E um dia, na escadaria, Raimundo conhece André: menino de pés descalços, que faz da música sua arte.
André toca sanfona, que, na cidade grande, se chama de acordeão. Raimundo logo se lembrou do forró lá do sertão, e, fechando os olhos, sentiu que André seria um bom companheiro. Mas a prudência é amiga, e Raimundo soube esperar.
Depois de semanas de convívio, convidou André para morar com ele no refúgio das esculturas, que agora estaria completa, já que, de arte, só faltava a música.
André, menino sabido, cansado de se defender sozinho, aceitou a ideia de Raimundo e levou sua sanfona para alegrar os micos.
A partir daquele dia, a mata ficou mais feliz. Raimundo até dançava, abraçado ao galho que esculpira e vestira como mulher. Assim os dias passavam na alegria. E, com música, Raimundo criava.
Mas uma noite, André se empolgou e tocou até mais tarde. O som atraiu a atenção da vizinhança, que chamou a polícia que fazia ronda ali por perto. Chegaram dois policiais, já com as mãos nos cassetetes. O que fazem aqui? Seus documentos!
Raimundo conhecia bem aquele tom de voz. Fez sinal pra André sentar e foi lá dentro pegar a documentação.
Conversou com a polícia, explicou o acontecido. Mostrou as artes que fazia e o tempo que ali vivia. Mas policia não é sensível à arte, e o homem da lei só disse: “Aqui é reserva ambiental. Ninguém pode morar. Você está preso por destruir a floresta!”, e jogou Raimundo dentro do carro. André, assustado, correu e se escondeu no meio da mata.
Deixa o sanfoneiro pra lá. Vamos levar esse aqui!
Naquela noite, a reserva ficou em silêncio: os grilos calaram; os vaga-lumes apagaram; a “mulher” foi violentada; e a sanfona, largada nos pés da mulher de pedra ficou abandonada.

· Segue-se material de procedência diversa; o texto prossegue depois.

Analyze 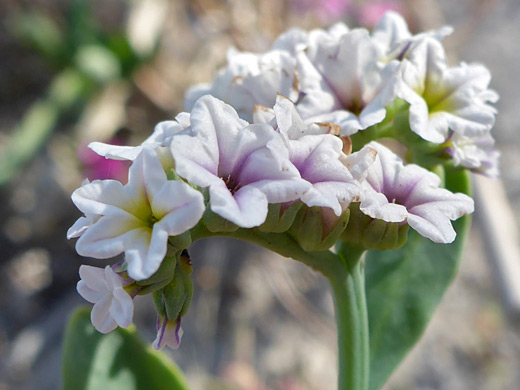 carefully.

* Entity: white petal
[360,191,408,222]
[88,142,143,161]
[76,216,143,259]
[408,205,456,244]
[210,182,267,228]
[76,280,107,303]
[125,228,153,280]
[79,265,111,292]
[110,288,134,328]
[90,295,117,333]
[72,180,138,217]
[67,214,100,240]
[125,149,167,206]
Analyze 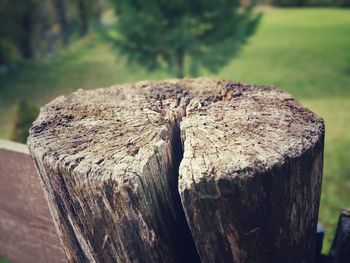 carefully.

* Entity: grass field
[0,8,350,251]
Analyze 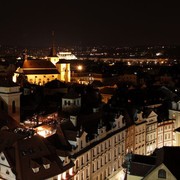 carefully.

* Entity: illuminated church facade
[13,41,71,85]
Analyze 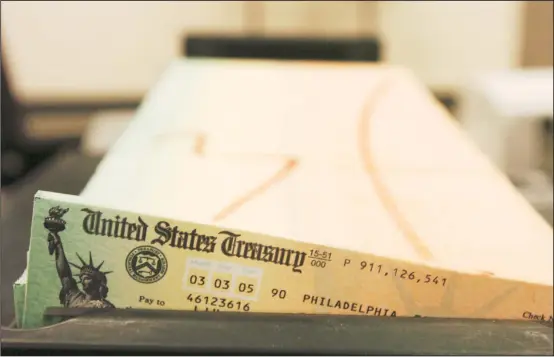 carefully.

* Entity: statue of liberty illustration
[44,206,115,308]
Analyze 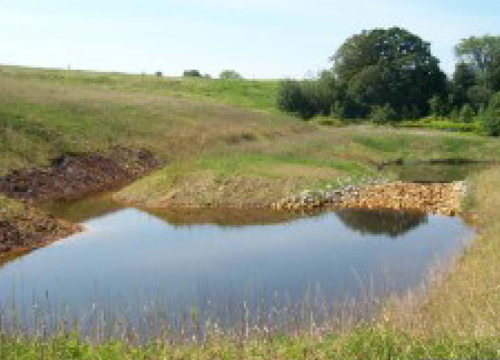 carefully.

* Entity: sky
[0,0,500,79]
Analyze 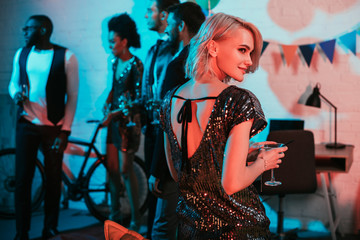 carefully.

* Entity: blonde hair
[185,13,263,81]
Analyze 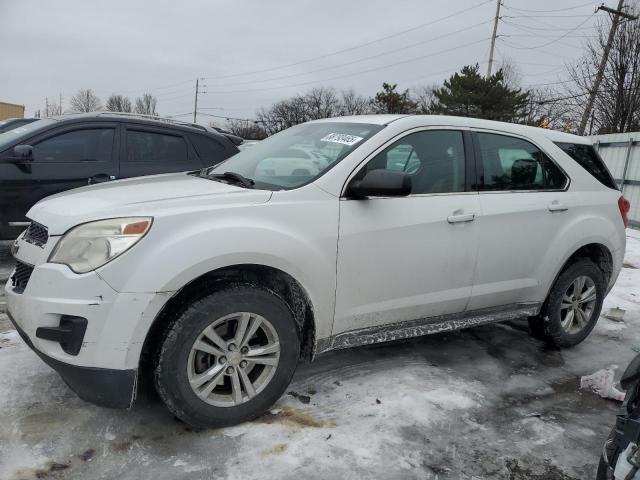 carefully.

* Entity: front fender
[97,194,338,344]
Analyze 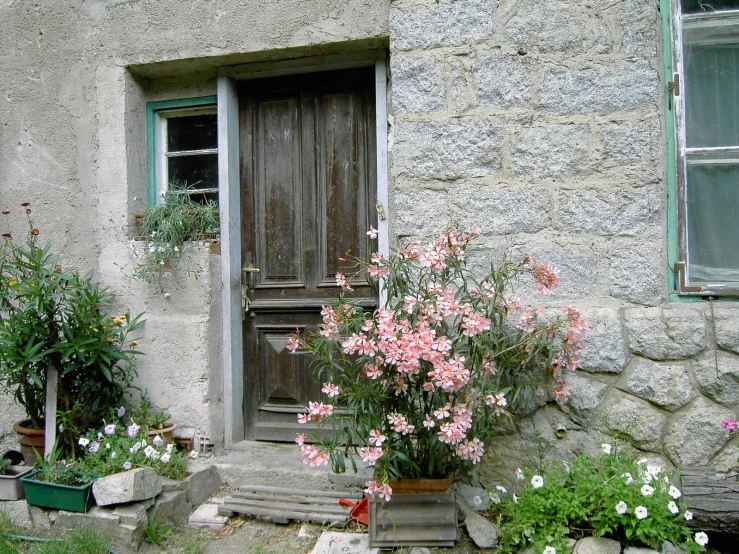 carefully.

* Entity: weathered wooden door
[239,68,377,441]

A noite ficou mais escura – parecia mesmo que vestira luto.
E, na ladeira estreita e asfaltada, o carro de polícia era o único que descia, levando o escultor de ideias para a delegacia.
E lá se foi o Raimundo, conversar com o delegado, que, com sono e aborrecido, resolveu trancafiá-lo. Crime contra o meio ambiente é inafiançável. Agressão ao meio ambiente!

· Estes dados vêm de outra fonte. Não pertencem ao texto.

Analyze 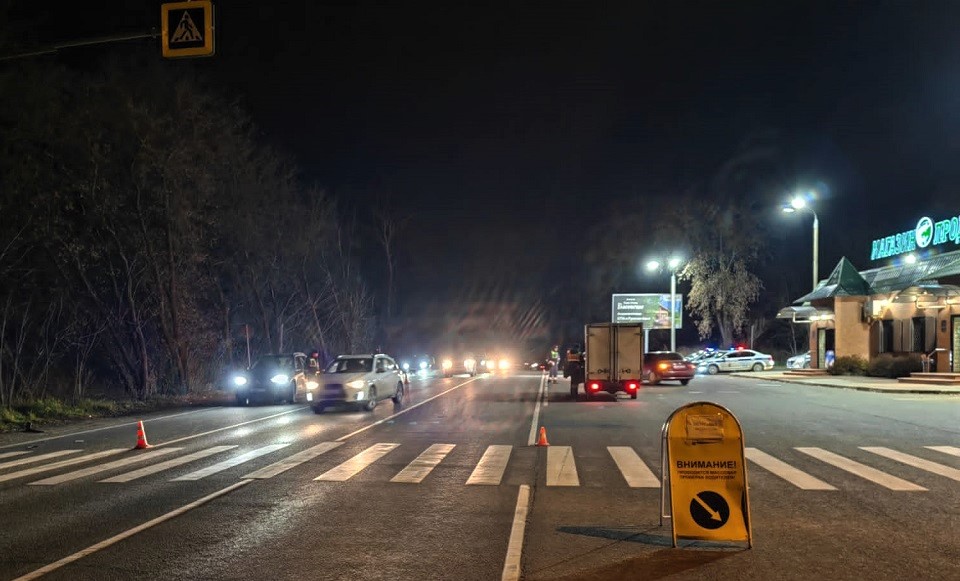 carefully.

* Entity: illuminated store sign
[870,216,960,260]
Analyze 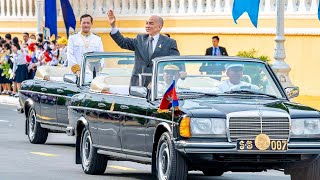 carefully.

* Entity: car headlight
[190,118,226,137]
[291,119,320,136]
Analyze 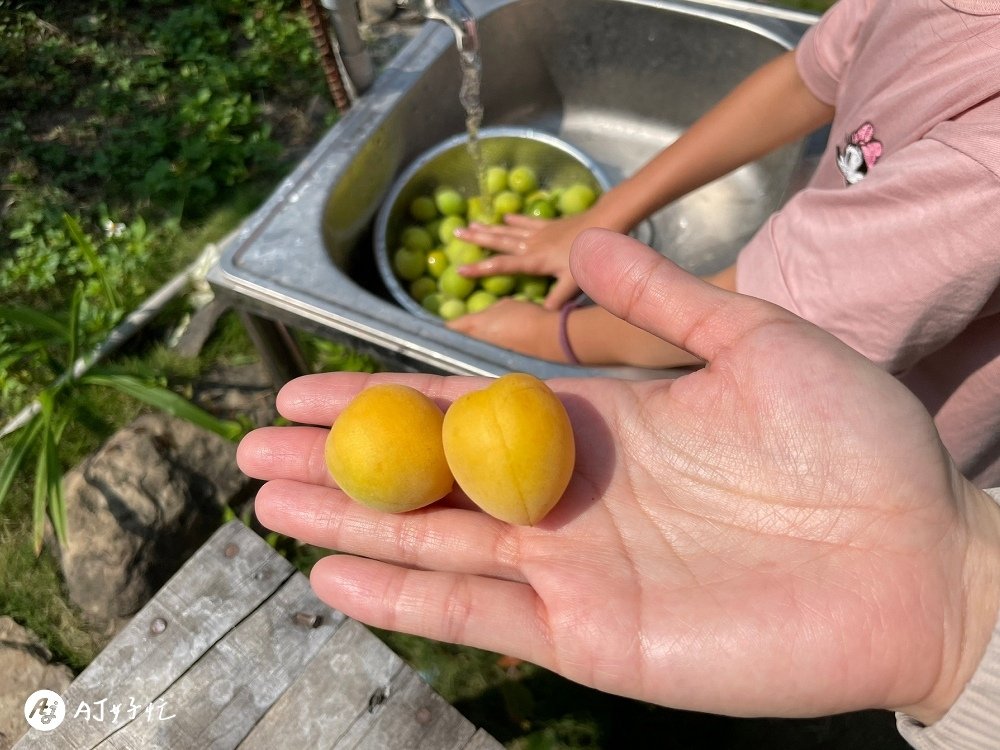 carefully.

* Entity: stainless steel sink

Raimundo dormiu na cadeia e, de lá, foi para o presídio, sem direito à defesa. Afinal, nordestino brasileiro, pouco letrado e artista… Existe crime maior?
Dias depois, por exigência de papéis, o delegado foi ver a cena do crime. Encontrou toda aquela arte esculpida. Mandou cercar a área e chamou o trator da prefeitura.
Veio aquele monstro de ferro e passou por cima de tudo: acabou com o casebre, atropelou o cavalo e enterrou a fonte de água que minava, ficando sufocada.
Por fim, por ordem da autoridade, uma placa foi colocada:
RESERVA AMBIENTAL.
NÃO ENTRE!
E assim pensou fazer justiça, o delegado.
Mas o que o delegado não sabia é que Raimundo mantinha em segredo, as esculturas dos Orixás, amigos de horas difíceis e local de recuperação e força.
Na roda no centro Xangô majestoso esculpido em uma enorme pedra. Atrás de Xangô, na roda, Oxóssi garantindo a caça para que não lhe faltasse alimento, do lado direito Oxum protegendo sua emoção, seu equilíbrio, ao lado de Oxum – Ogum protetor do território incentivador das lutas diárias e entre Oxóssi e Ogum, a linda figura de Iansã, aquela que domina o tempo. Entre deuses e humano a relação afetiva que o consolava e o inspirava.
E a partir daquele dia, o delegado sonhava que um trator o atingiria derrubando sua casa, deixando em pó seus pertences e se vendo só no meio de tudo. Enquanto isso, na cela, Raimundo esculpia em pequenas pedras as imagens que cultuava como artista. A cada sono perdido, o delegado se perguntava – será que o artista destruído o mantinha encarcerado?
Ao visitar a prisão, encontrou exposição de esculturas em toda parte. Protegido pelos detentos, Raimundo ensinava arte. O delegado então percebeu que se pode prender o homem, mas nunca a sua liberdade de criar.